Socio-Economic Rights and Accountability Project (SERAP) has chided the leadership of the Senate following the Upper Chamber summoning of the Chairman, Code of Conduct Tribunal, Danladi Umar to appear before it on the allegation that he (Umar) is being investigation for bribery.
SERAP has asked the Senate to “immediately withdraw the unconstitutional summon.”
The group noted that “the Senate can’t arrogate to itself the power to summon Judges without violating constitutional safeguards.”
It said that, “the summon represents a direct assault upon the principle of judicial independence as it undermines the constitutional principle of separation of powers and guarantee of a judicial system that is free from outside influence of whatever kind and from whatever source.
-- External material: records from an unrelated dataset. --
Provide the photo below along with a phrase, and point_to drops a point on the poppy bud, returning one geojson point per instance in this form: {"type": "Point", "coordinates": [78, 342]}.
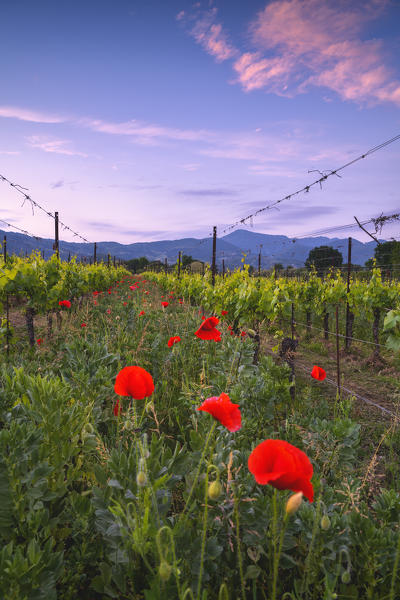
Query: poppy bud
{"type": "Point", "coordinates": [215, 490]}
{"type": "Point", "coordinates": [325, 522]}
{"type": "Point", "coordinates": [294, 502]}
{"type": "Point", "coordinates": [164, 570]}
{"type": "Point", "coordinates": [141, 479]}
{"type": "Point", "coordinates": [346, 577]}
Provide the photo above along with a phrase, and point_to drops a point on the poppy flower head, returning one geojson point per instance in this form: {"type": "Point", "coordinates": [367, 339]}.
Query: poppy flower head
{"type": "Point", "coordinates": [135, 382]}
{"type": "Point", "coordinates": [222, 409]}
{"type": "Point", "coordinates": [173, 340]}
{"type": "Point", "coordinates": [65, 303]}
{"type": "Point", "coordinates": [318, 373]}
{"type": "Point", "coordinates": [208, 331]}
{"type": "Point", "coordinates": [283, 466]}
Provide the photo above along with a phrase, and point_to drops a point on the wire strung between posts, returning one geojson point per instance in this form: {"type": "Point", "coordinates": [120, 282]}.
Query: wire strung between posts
{"type": "Point", "coordinates": [33, 203]}
{"type": "Point", "coordinates": [334, 384]}
{"type": "Point", "coordinates": [337, 334]}
{"type": "Point", "coordinates": [21, 230]}
{"type": "Point", "coordinates": [306, 188]}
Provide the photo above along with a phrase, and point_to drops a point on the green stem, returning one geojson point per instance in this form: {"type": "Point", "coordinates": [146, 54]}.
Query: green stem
{"type": "Point", "coordinates": [304, 583]}
{"type": "Point", "coordinates": [277, 556]}
{"type": "Point", "coordinates": [395, 567]}
{"type": "Point", "coordinates": [203, 536]}
{"type": "Point", "coordinates": [198, 470]}
{"type": "Point", "coordinates": [239, 547]}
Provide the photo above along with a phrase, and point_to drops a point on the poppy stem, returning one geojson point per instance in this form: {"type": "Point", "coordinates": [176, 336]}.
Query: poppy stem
{"type": "Point", "coordinates": [278, 551]}
{"type": "Point", "coordinates": [187, 504]}
{"type": "Point", "coordinates": [239, 547]}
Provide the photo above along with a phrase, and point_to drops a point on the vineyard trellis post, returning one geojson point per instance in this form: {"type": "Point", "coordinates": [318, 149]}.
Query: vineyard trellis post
{"type": "Point", "coordinates": [56, 239]}
{"type": "Point", "coordinates": [349, 316]}
{"type": "Point", "coordinates": [7, 302]}
{"type": "Point", "coordinates": [213, 267]}
{"type": "Point", "coordinates": [337, 351]}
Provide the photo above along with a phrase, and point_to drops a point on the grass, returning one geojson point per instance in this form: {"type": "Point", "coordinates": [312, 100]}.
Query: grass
{"type": "Point", "coordinates": [77, 521]}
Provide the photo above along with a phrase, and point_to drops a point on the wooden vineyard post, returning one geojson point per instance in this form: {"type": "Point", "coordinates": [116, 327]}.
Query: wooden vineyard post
{"type": "Point", "coordinates": [337, 351]}
{"type": "Point", "coordinates": [7, 303]}
{"type": "Point", "coordinates": [292, 321]}
{"type": "Point", "coordinates": [349, 315]}
{"type": "Point", "coordinates": [213, 263]}
{"type": "Point", "coordinates": [56, 240]}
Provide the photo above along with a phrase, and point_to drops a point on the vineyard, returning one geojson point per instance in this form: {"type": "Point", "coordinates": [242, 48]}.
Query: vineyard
{"type": "Point", "coordinates": [150, 448]}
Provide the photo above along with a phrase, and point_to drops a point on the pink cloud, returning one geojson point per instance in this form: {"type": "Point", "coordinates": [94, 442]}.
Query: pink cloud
{"type": "Point", "coordinates": [317, 43]}
{"type": "Point", "coordinates": [209, 34]}
{"type": "Point", "coordinates": [145, 133]}
{"type": "Point", "coordinates": [23, 114]}
{"type": "Point", "coordinates": [53, 146]}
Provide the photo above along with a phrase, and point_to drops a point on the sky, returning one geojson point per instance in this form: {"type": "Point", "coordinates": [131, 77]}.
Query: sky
{"type": "Point", "coordinates": [144, 121]}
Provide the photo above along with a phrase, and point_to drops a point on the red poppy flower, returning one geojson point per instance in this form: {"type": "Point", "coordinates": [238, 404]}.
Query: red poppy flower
{"type": "Point", "coordinates": [318, 373]}
{"type": "Point", "coordinates": [65, 303]}
{"type": "Point", "coordinates": [135, 382]}
{"type": "Point", "coordinates": [283, 466]}
{"type": "Point", "coordinates": [117, 408]}
{"type": "Point", "coordinates": [222, 409]}
{"type": "Point", "coordinates": [207, 330]}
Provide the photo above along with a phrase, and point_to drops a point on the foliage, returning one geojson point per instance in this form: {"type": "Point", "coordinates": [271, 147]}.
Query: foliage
{"type": "Point", "coordinates": [324, 257]}
{"type": "Point", "coordinates": [96, 506]}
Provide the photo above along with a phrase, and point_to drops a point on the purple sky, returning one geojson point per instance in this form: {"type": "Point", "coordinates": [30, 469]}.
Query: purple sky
{"type": "Point", "coordinates": [158, 120]}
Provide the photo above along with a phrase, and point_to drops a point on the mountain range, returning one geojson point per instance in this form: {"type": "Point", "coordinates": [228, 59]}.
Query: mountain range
{"type": "Point", "coordinates": [231, 247]}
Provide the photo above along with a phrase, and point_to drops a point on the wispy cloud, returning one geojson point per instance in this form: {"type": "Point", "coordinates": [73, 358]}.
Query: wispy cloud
{"type": "Point", "coordinates": [55, 146]}
{"type": "Point", "coordinates": [318, 43]}
{"type": "Point", "coordinates": [145, 133]}
{"type": "Point", "coordinates": [209, 192]}
{"type": "Point", "coordinates": [204, 28]}
{"type": "Point", "coordinates": [26, 114]}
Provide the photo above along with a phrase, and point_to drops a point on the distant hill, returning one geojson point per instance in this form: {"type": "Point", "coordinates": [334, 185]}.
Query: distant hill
{"type": "Point", "coordinates": [275, 248]}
The Senate of Dr Bukola Saraki is perpetrating a parliament of men and not of laws.”
In a statement dated 20 April 2016 and signed by SERAP Executive Director Adetokunbo Mumuni read: “The constitutional power of the Senate can only be validly exercised if it’s intended to be in aid of the function of law-making itself. There is clearly no suggestion of contemplated legislation in this case. The Senate not only has exceeded the limit of its own authority, but assumed a power which could only be properly exercised by another branch of the government. We therefore advise Justice Umar to ignore its invitation as it is of no legal effect whatsoever.
“The Senate in its blind zeal to protect the Senate President Dr Bukola Saraki who is facing corruption charges before the Tribunal is working hard to destroy the foundation of the country’s constitutional democracy. This is a blatant usurpation of power, and an attack upon the integrity of constitutional government and the rule of law.
“The Senate doesn’t have the power to summon any judge, including Justice Umar. If there is any credible allegation of corruption against Justice Umar, it ought to be dealt with by the appropriate law enforcement agencies and that cannot be the Senate.
“The Senate can’t lawfully exercise any authority beyond the limits marked out by the constitution. It’s manifestly repugnant to constitutional safeguards which assign to each organ of the government its exclusive functions and a limited sphere of action. This invitation, coming on the heels of the decision by the Tribunal for Saraki’s trial to be conducted day-by-day pursuant to Section 396(6) of the Administration of Criminal Justice Act, 2015, is clearly politically motivated.
“While the Senate is empowered under Section 88 of the 1999 Constitution (as amended) to conduct an inquiry for the purpose of enabling it to among others make laws, correct any defects in existing laws, expose corruption, inefficiency or waste in the execution or administration of laws within its legislative competence, it doesn’t possess the power to get involved in alleged criminal matter. The Senate is in no sense a court, police or anticorruption agency, and for it to attempt to act as one, would bring about insurmountable legal and political problems”, the statement said.